By Judy Woodward
Roger Bergerson would have loved this.
The late Bugle writer chose the Hoyt-Hazzard House, the imposing Italianate mansion on Nebraska Avenue in Como Park, as the subject of his last local history feature for this newspaper.
Bergerson recounted the long history of the nearly 150-year-old house, which towers over its smaller, much more recent neighbors, built decades later on land that originally belonged to the Hoyt-Hazzard farm. And he explained how a local couple, Sarah Dye and John Coulter, had recently moved in and set themselves the formidable task of restoring the house to its 19th-century glory.
That was a year ago. Since then, Bergerson’s article has set in motion a deeper understanding of the area and times in which it was built.
Bergerson died without knowing his article had caught the attention of Reed Aronow, the real estate agent who had first introduced Dye and Coulter to their dream house.
“Before I went into real estate years ago, I studied archaeology . . . and when I mentioned this to the buyers, they expressed interest in the idea of someday having an archaeological dig at the house,” Aronow explained.
In fact, Dye noted the idea “was incredibly exciting . . . I majored in anthropology and I’m interested in the whole archaeological process.”
When Aronow saw Bergerson’s article in the October 2018 issue of the Bugle, he was reminded of the earlier conversation. “On a whim, I called my old archaeology professor at Hamline,” he said.
That would be Brian Hoffman, associate professor of anthropology at Hamline University and fellow Como Park resident.
“Micro-history of the kind that Roger wrote . . . is tied to a bigger understanding of economic, sociological and technology events,” Hoffman said. “Archaeology does that, too, in the story that objects tell.
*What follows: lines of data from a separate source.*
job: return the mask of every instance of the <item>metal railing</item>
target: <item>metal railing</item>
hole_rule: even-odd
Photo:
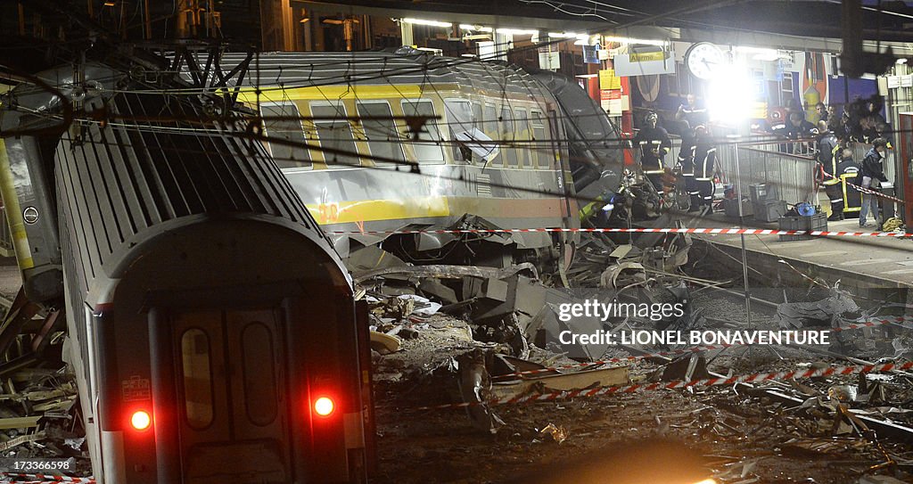
[[[817,194],[814,157],[812,153],[785,153],[805,151],[805,147],[797,146],[798,144],[800,143],[764,142],[720,146],[717,152],[717,159],[722,183],[731,184],[742,196],[749,195],[750,185],[766,184],[775,187],[777,198],[787,204],[812,202],[815,205]],[[740,179],[736,179],[737,173],[740,174]]]
[[[0,205],[0,257],[11,258],[16,256],[13,246],[13,233],[9,229],[9,222],[6,220],[6,210]]]

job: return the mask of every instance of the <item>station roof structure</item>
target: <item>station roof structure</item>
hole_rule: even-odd
[[[840,50],[840,0],[341,0],[341,10],[684,41]],[[863,0],[863,37],[913,54],[913,2]]]

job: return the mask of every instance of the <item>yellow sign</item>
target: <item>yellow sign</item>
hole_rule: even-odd
[[[666,58],[666,52],[657,50],[656,52],[635,52],[630,55],[631,62],[651,62],[663,60]]]
[[[615,76],[614,69],[602,69],[599,71],[599,89],[622,89],[622,79]]]

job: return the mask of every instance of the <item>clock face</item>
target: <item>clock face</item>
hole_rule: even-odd
[[[713,79],[725,60],[723,51],[709,42],[695,44],[685,53],[685,65],[698,79]]]

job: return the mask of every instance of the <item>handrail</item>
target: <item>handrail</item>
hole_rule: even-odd
[[[795,153],[792,153],[773,152],[773,151],[771,151],[771,150],[760,150],[758,148],[746,148],[746,147],[743,147],[743,146],[740,146],[739,148],[741,149],[741,150],[749,151],[749,152],[756,152],[756,153],[764,153],[764,154],[774,154],[774,155],[777,155],[777,156],[785,156],[785,157],[788,157],[788,158],[795,158],[795,159],[798,159],[798,160],[801,160],[801,161],[803,161],[803,162],[814,162],[814,161],[816,161],[813,156],[803,156],[801,154],[795,154]]]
All of those things give us tangible connection to the things of the past.”
Long interested in the archaeology of his neighborhood, Hoffman saw a chance to tie potential findings at this site to another exploration he is conducting of a farmhouse of the same vintage in the Hamline vicinity. He also understood that there could be a measure of urgency in the Hoyt-Hazzard project, since the Dye and Coulter were planning to build a new three-car garage somewhere on the site. New construction could destroy potential archeological findings, so Hoffman needed to act fast.
Hoffman and his student crew began what he calls “soil coring” earlier this summer. “We pulled out core soil samples with a tube-like instrument” at regular intervals throughout the yard. We’re mapping locations every meter across the yard,” he explained.
So far, Hoffman and his students have discovered “lots of coal and ash and clinkers”—refuse of the heating systems of the 19th century. His further analysis will uncover evidence that “a distinct area of the yard was used for a specific activity like butchering animals or chickens. I’d like to find the foundations of some outbuildings.” Even discovering an old latrine can be an archaeological bonanza, because of the antique bottles and other objects that might have been thrown away in it a century ago.
After he completes the coring sample analysis, Hoffman may return to concentrate on particularly promising spots. “If we find anything of interest, we might open a large-scale dig there,” he said. “I’d like to understand the development of the Como neighborhood from farms to the urban places we live in today. I hope to discover something we don’t already know.”
And if he does make an archaeological breakthrough, it will be Roger Bergerson who showed the way. The dig has been dedicated to Bergerson’s memory.
Judy Woodward is a reference librarian at Roseville Library and a frequent contributor to the Park Bugle.